International Finance Corporation 22 billion CFA franc 2011 "kola" bond

Three years in preparation. Negotiations with the regional central bank and the authorities in eight different countries. A roadshow across eight financial centres, including some that had had little contact with global capital markets. The International Finance Corporation’s (IFC) CFA22 billion ($45 million) bond issue in December 2006 may not have been the largest in Africa in the past 12 months, but for sheer effort, it is hard to beat.

As the first foreign entity to issue debt in the West African Economic and Monetary Union (WAEMU), the IFC opened a new market, dubbed “kola” after a local nut once used as currency. BICI Bourse, a Cote d’Ivoire-based subsidiary of BNP Paribas, led the deal, assisted by six other banks across the region. “There were many things we were doing for the first time. We had never presented a bond in all eight WAEMU states before,” says Alban Kouakou, director of BICI Bourse. Local pension funds, insurance companies and banks bought into the bond in all WAEMU countries except Niger.

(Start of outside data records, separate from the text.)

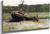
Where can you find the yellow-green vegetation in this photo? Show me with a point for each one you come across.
(7, 16)
(8, 27)
(30, 27)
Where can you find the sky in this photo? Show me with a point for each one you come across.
(29, 2)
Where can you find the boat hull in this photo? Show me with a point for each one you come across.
(17, 17)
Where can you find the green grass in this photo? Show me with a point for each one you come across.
(7, 16)
(6, 27)
(40, 14)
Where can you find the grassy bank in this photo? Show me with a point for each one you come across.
(7, 16)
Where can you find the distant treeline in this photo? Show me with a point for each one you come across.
(27, 8)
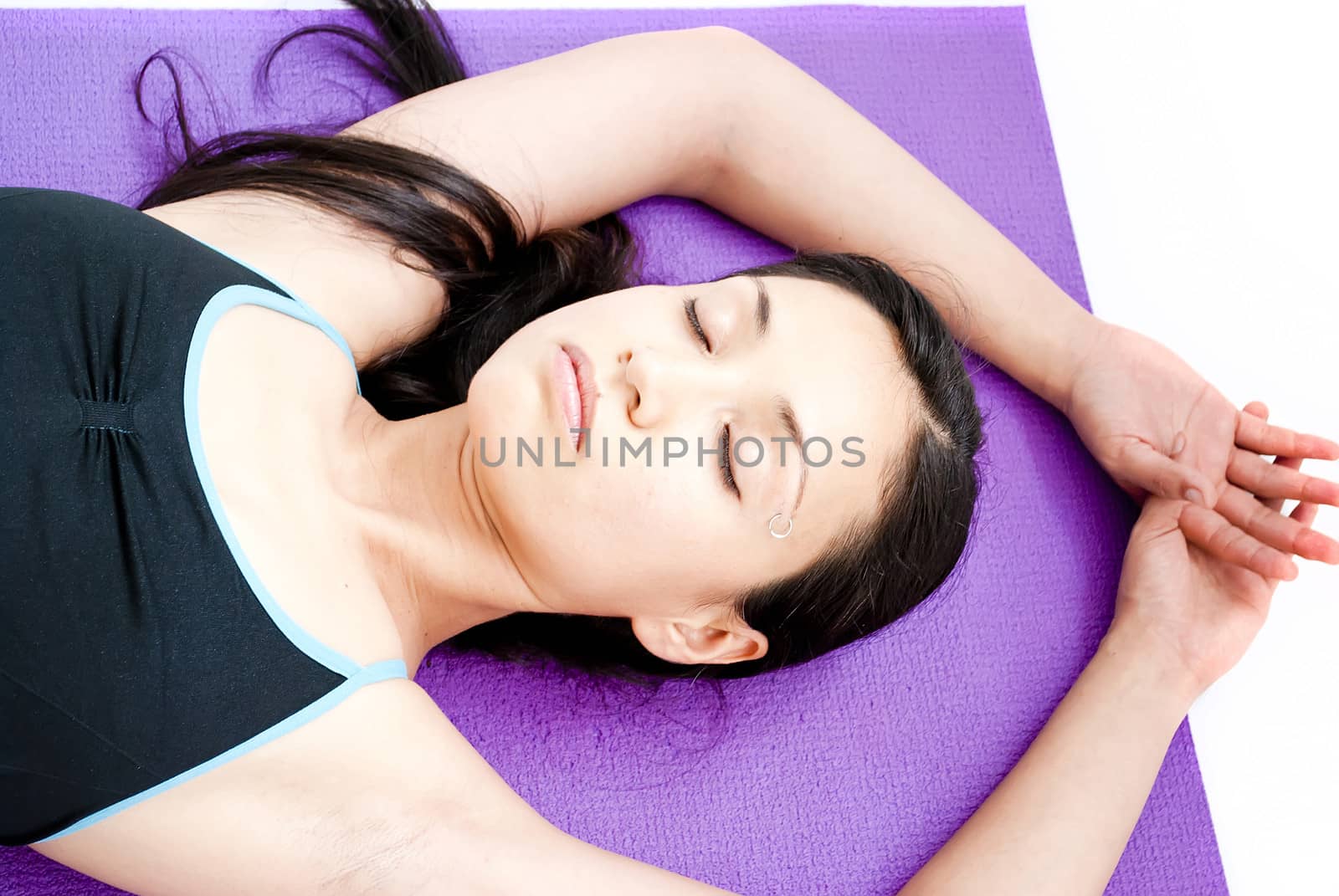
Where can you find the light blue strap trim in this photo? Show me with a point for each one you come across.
(214, 309)
(312, 316)
(366, 675)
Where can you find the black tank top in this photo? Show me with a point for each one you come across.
(138, 648)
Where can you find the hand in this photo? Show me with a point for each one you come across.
(1158, 428)
(1189, 606)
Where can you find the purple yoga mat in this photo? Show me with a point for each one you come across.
(839, 777)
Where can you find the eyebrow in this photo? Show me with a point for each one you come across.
(785, 412)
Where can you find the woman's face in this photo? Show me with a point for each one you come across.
(638, 521)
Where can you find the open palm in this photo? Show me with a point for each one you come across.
(1202, 608)
(1158, 428)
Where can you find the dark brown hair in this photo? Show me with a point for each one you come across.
(497, 279)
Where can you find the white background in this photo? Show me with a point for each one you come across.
(1198, 151)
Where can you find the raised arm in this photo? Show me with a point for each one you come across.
(575, 136)
(809, 171)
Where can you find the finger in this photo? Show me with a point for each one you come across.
(1269, 526)
(1279, 479)
(1162, 476)
(1212, 532)
(1256, 436)
(1258, 409)
(1285, 463)
(1306, 513)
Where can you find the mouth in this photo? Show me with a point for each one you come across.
(573, 378)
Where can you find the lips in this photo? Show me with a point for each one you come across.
(573, 376)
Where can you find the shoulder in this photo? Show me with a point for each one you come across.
(343, 271)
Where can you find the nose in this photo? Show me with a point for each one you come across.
(662, 382)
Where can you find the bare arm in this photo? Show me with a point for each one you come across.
(1057, 824)
(809, 171)
(1059, 820)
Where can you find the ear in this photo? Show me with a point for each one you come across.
(700, 641)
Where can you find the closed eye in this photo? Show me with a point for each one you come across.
(727, 470)
(690, 310)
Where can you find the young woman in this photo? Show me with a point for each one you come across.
(239, 530)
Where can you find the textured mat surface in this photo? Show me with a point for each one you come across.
(840, 777)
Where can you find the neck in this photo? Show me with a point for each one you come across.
(415, 504)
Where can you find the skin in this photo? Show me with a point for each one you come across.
(455, 541)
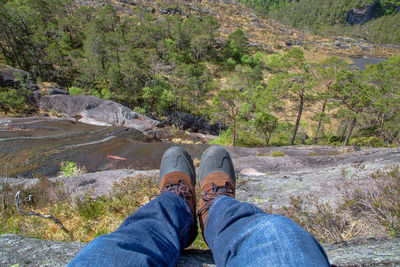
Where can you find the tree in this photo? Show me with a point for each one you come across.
(236, 45)
(325, 76)
(353, 96)
(266, 123)
(294, 82)
(385, 101)
(227, 105)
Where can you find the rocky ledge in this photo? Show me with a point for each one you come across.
(35, 252)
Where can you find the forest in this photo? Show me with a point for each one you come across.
(155, 65)
(329, 17)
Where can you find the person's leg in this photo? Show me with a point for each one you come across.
(240, 234)
(156, 233)
(152, 236)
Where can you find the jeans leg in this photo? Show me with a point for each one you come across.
(240, 234)
(152, 236)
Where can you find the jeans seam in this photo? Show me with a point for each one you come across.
(209, 212)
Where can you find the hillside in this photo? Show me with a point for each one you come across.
(163, 57)
(374, 21)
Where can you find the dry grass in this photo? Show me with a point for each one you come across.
(85, 218)
(372, 211)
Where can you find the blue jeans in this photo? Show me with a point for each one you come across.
(238, 233)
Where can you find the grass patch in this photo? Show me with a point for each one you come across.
(277, 154)
(361, 212)
(85, 217)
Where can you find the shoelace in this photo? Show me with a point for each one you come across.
(210, 195)
(180, 189)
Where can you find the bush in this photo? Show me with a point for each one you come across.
(277, 154)
(371, 141)
(70, 169)
(381, 201)
(243, 139)
(75, 91)
(280, 139)
(360, 212)
(223, 139)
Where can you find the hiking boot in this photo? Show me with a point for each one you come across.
(217, 178)
(177, 175)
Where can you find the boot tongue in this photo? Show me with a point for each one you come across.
(219, 189)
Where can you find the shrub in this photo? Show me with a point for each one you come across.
(280, 139)
(371, 141)
(224, 138)
(70, 169)
(75, 91)
(89, 207)
(360, 211)
(381, 201)
(244, 139)
(277, 154)
(320, 219)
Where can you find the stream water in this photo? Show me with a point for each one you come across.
(362, 62)
(36, 146)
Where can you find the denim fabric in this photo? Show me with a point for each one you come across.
(240, 234)
(152, 236)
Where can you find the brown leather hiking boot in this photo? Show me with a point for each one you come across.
(217, 178)
(177, 175)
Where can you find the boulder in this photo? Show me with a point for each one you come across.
(93, 110)
(11, 77)
(186, 121)
(362, 15)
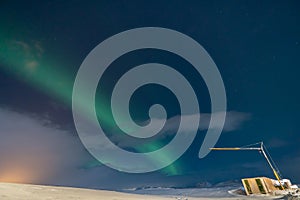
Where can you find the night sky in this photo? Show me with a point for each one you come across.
(255, 45)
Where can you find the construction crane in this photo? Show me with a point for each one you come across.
(262, 149)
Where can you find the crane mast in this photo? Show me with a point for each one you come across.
(259, 149)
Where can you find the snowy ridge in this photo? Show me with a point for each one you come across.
(217, 190)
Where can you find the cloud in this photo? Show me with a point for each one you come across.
(32, 150)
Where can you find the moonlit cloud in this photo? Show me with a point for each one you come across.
(33, 150)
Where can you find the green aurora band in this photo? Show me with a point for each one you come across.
(27, 63)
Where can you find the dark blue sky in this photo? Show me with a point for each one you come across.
(256, 46)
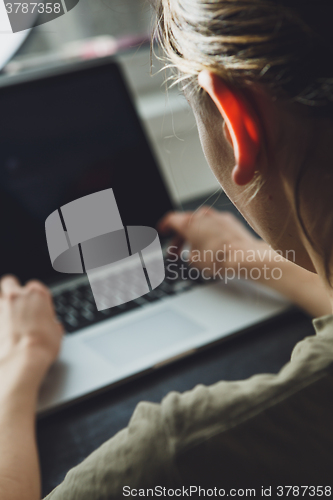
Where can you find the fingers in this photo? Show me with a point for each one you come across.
(9, 284)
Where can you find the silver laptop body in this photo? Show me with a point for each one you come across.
(68, 133)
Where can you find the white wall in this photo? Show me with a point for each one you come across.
(171, 127)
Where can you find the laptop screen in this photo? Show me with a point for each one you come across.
(63, 137)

It was also the first time that a lead-manager in the CFA franc zone had not set a coupon before the roadshow, but had instead let investors guide the price. This helped ensure a 125% subscription rate. “Our intervention was aimed at bringing in international standards. We prepared the same comprehensive prospectus as in other markets, which can be used as a model by other issuers,” say Aida der Hovanessian, the IFC’s country manager for Senegal and several other WAEMU states.

Nina Shapiro, the IFC’s vice-president and treasurer, emphasizes that the objective was distinct from some of their other local currency activities. “This was a very different process from selling a local currency bond offshore to foreign investors looking to diversify. We wanted everyone to understand that we had no intention of dominating the market or becoming a regular borrower in it, that this was very much a development effort, to build the local investor base,” she tells Emerging Markets.

To maintain official support, the deal size was limited, and the funds were pre-allocated to four companies in different WAEMU countries. The hope is that this will stimulate more corporate issuance in a region where governments dominate the debt markets. However, der Hovanessian points out that the rules requiring a guarantee on corporate bonds have restricted activity. “To overcome this, we are looking at offering partial guarantees to local companies to help them issue,” she adds.

And the CFA franc market is not limited to WAEMU: the six countries of the Central African Monetary and Economic Community (Cemac) have the same exchange rate, but run a separate central bank issuing its own banknotes.

“The authorities requested that we sell some of the issue outside WAEMU, so there were investors from Cemac,” says Kouakou. Although there are separate bourses in the two zones, he notes that there is institutional cooperation across the two in the insurance sector, which could point the way for a larger, more integrated capital market.